Obesity represents the second most important issue for harming heart health.

"Excess weight demands excess work on the heart to supply blood," Jones said. "Our hearts are like the engine on a car. If it's overloaded, it has to work harder."

At 65 percent, obesity rates in Alaska are slightly higher than the national average and are increasing, according to The Burden of Heart Disease and Stroke in Alaska: Mortality, Morbidity and Risk Factors updated December 2009.

As the number of morbidly obese people increases, those who are moderately overweight may become more comfortable with their excess pounds, Jones fears.

"More people are thought of as normal because they're not as big as the huge guys," he said.

To accurately assess one's weight, it's important to measure against the norms indicated by the medical community, not other people.

In most cases, excess weight is caused by poor diet and lack of exercise, the third and fourth factors related to heart health.

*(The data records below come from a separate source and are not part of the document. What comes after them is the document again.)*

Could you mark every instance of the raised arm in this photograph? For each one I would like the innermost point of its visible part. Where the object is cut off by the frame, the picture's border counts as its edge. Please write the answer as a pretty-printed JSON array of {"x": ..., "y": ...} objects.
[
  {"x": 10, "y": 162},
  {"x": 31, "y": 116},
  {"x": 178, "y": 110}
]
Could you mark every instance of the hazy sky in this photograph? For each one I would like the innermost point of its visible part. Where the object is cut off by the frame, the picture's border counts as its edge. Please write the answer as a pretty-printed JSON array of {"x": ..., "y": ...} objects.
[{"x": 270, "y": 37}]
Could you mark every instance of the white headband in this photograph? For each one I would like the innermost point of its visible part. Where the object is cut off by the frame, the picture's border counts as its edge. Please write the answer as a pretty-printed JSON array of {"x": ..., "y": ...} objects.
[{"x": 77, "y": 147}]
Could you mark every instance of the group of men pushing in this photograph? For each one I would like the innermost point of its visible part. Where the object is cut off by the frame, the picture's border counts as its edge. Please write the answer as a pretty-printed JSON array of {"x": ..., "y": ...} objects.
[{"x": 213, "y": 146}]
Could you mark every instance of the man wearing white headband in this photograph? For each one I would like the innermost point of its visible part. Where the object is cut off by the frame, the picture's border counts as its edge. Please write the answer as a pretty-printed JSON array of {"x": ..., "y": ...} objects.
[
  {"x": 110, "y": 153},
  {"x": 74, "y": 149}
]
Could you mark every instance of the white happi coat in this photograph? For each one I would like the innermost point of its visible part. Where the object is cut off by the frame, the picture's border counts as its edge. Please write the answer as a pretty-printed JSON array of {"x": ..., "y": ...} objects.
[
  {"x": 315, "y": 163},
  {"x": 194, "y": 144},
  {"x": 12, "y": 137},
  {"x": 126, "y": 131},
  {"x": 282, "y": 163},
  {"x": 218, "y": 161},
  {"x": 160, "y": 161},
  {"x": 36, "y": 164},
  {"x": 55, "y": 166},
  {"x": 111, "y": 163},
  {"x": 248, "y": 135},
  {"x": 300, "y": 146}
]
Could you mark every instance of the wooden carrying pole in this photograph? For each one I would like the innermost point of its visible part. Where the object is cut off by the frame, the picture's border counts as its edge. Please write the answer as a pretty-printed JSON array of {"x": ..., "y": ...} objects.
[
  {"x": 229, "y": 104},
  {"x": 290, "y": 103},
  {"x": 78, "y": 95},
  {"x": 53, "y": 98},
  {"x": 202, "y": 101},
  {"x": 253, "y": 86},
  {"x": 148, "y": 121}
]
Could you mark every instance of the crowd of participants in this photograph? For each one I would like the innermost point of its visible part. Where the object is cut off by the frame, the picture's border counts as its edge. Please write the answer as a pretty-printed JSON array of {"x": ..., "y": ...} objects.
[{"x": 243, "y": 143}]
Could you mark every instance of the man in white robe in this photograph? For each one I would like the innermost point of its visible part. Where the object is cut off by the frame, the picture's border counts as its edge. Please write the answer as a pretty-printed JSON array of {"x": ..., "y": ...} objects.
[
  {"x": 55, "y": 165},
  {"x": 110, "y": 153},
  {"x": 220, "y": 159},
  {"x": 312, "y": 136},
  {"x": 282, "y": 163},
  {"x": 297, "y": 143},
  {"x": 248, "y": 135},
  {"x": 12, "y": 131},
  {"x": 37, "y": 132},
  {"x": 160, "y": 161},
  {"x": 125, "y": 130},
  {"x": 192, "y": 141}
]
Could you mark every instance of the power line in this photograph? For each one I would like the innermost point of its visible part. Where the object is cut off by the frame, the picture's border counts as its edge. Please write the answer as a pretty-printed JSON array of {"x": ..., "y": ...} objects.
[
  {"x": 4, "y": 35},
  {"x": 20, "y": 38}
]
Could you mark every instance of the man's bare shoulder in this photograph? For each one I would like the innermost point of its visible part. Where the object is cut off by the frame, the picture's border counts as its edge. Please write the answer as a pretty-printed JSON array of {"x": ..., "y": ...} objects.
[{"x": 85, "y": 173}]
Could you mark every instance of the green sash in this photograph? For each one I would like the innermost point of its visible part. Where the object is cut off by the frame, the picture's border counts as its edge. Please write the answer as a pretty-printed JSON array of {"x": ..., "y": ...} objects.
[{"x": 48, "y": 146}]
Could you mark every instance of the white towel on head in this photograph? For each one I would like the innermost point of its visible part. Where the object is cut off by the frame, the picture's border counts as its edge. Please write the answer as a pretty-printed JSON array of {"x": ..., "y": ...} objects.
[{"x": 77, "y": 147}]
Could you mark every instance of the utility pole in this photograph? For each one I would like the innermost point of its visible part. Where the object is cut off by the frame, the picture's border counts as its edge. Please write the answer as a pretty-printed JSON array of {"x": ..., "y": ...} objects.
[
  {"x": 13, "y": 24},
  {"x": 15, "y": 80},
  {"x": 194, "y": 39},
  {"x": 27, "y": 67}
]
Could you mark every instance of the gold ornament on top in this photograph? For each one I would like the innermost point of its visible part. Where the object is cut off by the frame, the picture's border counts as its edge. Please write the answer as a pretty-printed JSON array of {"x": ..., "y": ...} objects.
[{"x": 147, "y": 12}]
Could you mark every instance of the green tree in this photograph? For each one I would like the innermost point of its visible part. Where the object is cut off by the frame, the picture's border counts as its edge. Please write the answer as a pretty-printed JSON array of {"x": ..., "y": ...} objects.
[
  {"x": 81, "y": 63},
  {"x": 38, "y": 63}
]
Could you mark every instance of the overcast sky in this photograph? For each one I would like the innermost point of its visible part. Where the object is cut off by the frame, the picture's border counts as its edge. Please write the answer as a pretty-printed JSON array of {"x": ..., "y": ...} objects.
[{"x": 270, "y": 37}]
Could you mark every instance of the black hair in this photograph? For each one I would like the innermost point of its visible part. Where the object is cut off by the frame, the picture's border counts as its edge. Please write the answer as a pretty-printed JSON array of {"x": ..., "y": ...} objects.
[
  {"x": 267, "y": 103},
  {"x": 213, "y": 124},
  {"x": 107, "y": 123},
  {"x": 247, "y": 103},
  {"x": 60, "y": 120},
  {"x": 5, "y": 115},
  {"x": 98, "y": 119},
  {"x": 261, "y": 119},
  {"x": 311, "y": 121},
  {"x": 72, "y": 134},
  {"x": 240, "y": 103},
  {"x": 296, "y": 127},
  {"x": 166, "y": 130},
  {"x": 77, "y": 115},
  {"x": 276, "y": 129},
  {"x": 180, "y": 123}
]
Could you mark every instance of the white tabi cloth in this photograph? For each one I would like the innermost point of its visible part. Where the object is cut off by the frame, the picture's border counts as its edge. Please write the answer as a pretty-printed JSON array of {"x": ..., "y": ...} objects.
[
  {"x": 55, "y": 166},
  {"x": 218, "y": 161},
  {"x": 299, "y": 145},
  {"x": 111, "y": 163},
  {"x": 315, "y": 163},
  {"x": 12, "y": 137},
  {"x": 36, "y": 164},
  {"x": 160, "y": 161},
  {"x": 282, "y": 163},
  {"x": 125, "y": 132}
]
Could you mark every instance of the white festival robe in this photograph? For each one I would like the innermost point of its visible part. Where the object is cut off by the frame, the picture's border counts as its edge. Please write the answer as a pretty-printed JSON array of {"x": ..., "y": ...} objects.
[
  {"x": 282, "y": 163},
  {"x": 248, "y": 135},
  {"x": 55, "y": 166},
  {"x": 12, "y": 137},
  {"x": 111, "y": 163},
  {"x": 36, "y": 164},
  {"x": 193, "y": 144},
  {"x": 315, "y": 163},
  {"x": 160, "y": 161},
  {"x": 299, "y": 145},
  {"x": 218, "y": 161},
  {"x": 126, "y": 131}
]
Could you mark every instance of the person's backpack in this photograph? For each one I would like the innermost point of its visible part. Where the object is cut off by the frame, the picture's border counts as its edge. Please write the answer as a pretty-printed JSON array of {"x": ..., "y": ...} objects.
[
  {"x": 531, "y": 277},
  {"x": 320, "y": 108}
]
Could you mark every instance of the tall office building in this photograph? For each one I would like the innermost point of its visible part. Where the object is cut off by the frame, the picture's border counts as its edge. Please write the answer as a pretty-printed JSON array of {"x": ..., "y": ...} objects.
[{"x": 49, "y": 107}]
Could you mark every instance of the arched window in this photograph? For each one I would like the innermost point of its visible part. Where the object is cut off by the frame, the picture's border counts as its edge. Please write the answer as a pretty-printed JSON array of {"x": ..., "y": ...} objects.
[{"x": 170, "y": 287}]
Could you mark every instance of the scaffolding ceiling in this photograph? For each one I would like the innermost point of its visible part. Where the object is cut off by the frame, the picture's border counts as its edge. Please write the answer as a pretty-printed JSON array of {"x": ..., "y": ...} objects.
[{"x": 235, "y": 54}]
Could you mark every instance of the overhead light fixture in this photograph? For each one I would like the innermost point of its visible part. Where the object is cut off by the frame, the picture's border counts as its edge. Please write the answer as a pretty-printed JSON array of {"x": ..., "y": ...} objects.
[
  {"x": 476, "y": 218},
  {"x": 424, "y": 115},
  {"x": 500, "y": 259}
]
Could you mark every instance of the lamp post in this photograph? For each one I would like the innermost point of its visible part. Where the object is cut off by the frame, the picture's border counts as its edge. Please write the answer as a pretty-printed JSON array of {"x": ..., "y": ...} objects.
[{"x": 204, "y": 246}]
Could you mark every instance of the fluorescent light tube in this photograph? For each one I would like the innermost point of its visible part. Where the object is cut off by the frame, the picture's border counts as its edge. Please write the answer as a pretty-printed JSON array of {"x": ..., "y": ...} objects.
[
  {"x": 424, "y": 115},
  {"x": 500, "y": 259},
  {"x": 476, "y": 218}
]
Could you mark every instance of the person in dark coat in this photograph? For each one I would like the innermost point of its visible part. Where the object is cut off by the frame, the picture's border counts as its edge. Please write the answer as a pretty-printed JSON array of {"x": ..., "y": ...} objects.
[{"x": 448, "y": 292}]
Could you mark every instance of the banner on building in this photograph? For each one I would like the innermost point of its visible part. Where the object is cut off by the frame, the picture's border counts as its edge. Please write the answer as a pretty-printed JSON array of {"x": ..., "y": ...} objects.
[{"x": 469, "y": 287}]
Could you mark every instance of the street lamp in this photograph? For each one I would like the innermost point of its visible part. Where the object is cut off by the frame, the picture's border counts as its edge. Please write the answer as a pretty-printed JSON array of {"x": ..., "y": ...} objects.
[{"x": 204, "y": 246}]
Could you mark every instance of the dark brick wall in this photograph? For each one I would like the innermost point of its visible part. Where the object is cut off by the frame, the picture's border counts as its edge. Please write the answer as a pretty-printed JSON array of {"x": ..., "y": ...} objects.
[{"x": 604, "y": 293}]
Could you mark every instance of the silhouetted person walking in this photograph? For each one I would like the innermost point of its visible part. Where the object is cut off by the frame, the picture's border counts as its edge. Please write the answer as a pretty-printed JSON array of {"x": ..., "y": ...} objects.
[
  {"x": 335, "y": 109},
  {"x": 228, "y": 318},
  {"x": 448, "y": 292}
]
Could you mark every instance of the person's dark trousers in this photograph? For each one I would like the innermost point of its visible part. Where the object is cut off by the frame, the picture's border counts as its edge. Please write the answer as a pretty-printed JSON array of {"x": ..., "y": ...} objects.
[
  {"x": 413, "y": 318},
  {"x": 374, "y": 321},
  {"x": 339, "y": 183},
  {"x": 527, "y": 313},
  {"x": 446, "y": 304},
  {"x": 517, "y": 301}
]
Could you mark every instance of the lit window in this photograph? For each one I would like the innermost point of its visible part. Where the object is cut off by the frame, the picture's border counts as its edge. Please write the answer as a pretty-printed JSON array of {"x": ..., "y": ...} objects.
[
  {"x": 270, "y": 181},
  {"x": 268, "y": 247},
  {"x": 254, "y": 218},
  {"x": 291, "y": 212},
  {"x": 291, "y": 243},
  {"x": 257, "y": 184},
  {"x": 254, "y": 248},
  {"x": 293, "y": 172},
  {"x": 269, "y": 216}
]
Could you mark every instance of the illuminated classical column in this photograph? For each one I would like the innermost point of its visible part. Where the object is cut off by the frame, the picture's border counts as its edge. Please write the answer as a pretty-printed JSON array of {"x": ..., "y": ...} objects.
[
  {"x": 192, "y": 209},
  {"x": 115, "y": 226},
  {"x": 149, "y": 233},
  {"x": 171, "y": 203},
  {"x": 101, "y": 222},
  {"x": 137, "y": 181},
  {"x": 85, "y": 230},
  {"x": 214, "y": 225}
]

Poor diet contributes to high cholesterol levels, excessive salt intake, and a lack of nutritious foods.

"I think we tend to look for the magic bullet of 'if I eat this food or don't eat that food that's the answer,'" said Leslie Kleinfeld, owner of Fit for Health in Anchorage.

TESTS TO HELP

As a general rule, Kleinfeld advises clients eat unprocessed, more natural foods and engage in exercise periodically all day.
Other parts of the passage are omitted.